Journal of Orthopaedic Surgery and Research, vol.12, no.1, 2017 (SCI-Expanded) identifier identifier identifier

  • Publication Type: Article / Article
  • Volume: 12 Issue: 1
  • Publication Date: 2017
  • Doi Number: 10.1186/s13018-017-0600-5
  • Journal Name: Journal of Orthopaedic Surgery and Research
  • Journal Indexes: Science Citation Index Expanded (SCI-EXPANDED), Scopus
  • Keywords: MR-arthrography, Gadopentetic acid, Iopromide, Chondrotoxicity, Primary cell culture, Stage-specific, embryonic antigen-1
  • Istanbul Medipol University Affiliated: Yes


Background: Magnetic resonance arthrography, a procedure through which contrast agents containing gadolinium and/or iopromide are administered intra-articularly, has become a useful tool in musculoskeletal diagnosis.
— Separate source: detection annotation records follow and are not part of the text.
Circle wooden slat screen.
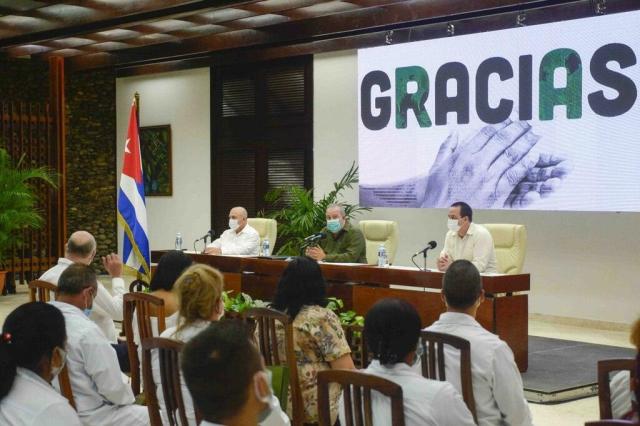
[0,102,59,282]
[222,78,256,117]
[211,57,313,236]
[266,67,305,115]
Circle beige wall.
[313,51,640,323]
[117,55,640,323]
[116,68,211,250]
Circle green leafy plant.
[327,297,364,327]
[265,163,371,256]
[0,148,57,269]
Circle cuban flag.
[118,100,151,281]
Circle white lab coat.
[339,360,475,426]
[49,301,149,426]
[40,257,125,343]
[425,312,532,426]
[151,320,291,426]
[0,367,81,426]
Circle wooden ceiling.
[0,0,632,69]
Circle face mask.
[254,370,278,424]
[447,219,460,232]
[411,343,424,367]
[327,219,342,234]
[51,346,67,377]
[82,288,93,318]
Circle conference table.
[151,250,530,372]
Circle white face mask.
[51,346,67,377]
[253,370,285,425]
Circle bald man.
[205,207,260,256]
[40,231,125,344]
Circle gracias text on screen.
[360,43,638,130]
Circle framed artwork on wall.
[140,124,173,197]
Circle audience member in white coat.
[50,264,149,426]
[340,299,475,426]
[151,264,286,426]
[40,231,129,372]
[0,302,81,426]
[426,260,532,426]
[181,320,290,426]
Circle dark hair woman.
[133,250,193,350]
[271,257,355,423]
[0,302,81,426]
[340,299,475,426]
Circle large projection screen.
[358,12,640,212]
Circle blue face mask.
[327,219,342,234]
[82,293,95,318]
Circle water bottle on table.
[260,237,271,256]
[378,244,389,268]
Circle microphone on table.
[413,241,438,257]
[411,241,438,271]
[193,229,215,251]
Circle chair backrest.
[420,330,478,422]
[123,293,165,395]
[598,358,638,419]
[247,217,278,251]
[142,337,190,426]
[29,280,58,302]
[242,308,304,425]
[342,324,371,369]
[58,364,76,410]
[359,220,398,265]
[482,223,527,274]
[318,370,404,426]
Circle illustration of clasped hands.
[422,120,569,209]
[360,120,570,209]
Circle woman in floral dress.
[272,257,355,423]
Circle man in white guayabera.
[205,207,260,256]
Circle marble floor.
[0,283,632,426]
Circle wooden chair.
[318,370,404,426]
[242,308,304,426]
[598,358,638,419]
[29,280,58,302]
[142,337,195,426]
[129,280,149,293]
[58,364,76,410]
[420,330,478,423]
[123,293,166,395]
[342,324,371,369]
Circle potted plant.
[265,163,371,256]
[0,147,57,292]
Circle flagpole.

Nevertheless, despite being considered safe for systemic use, certain tissue toxicities have been identified for both drugs. In this study, the effects of short-term exposure of human primary chondrocyte cell cultures to gadolinium and/or iopromide contrast agents were examined by assaying for stage-specific embryonic antigen-1 (SSEA-1) protein expression (a chondrogenic differentiation marker), cell viability, toxicity, and proliferation. Methods: Human articular chondrocytes were grown in monolayer culture and were exposed to iopromide and/or gadolinium diethylenetriamine-pentaacetate (Gd-DPT) for 2 and 6h. Cell cultures with no drug exposure were used as the control group. Cell differentiation status was assessed according to SSEA-1 protein expression. Contrast agent effects on cell viability and proliferation were analyzed using MTT analysis. Further, changes in cell morphology in relation to the control group were evaluated using inverted light microscopy, environmental scanning electron microscopy (ESEM), and 3-tesla magnetic resonance imaging. The obtained data were statistically compared. Results: When compared with the control group, both SSEA-1 protein expression and cell proliferation were lowest in the Gd-DPT group (P=0.000). There was a statistically significant correlation between SSEA-1 expression and MTT results (rho=0.351; P=0.003). Conclusions: Nevertheless, the data obtained from in vitro experiments may not directly correspond to clinical applications. However, the mere fact that a drug used solely for diagnostic purposes may repress chondrocyte cell proliferation should be carefully considered by clinicians.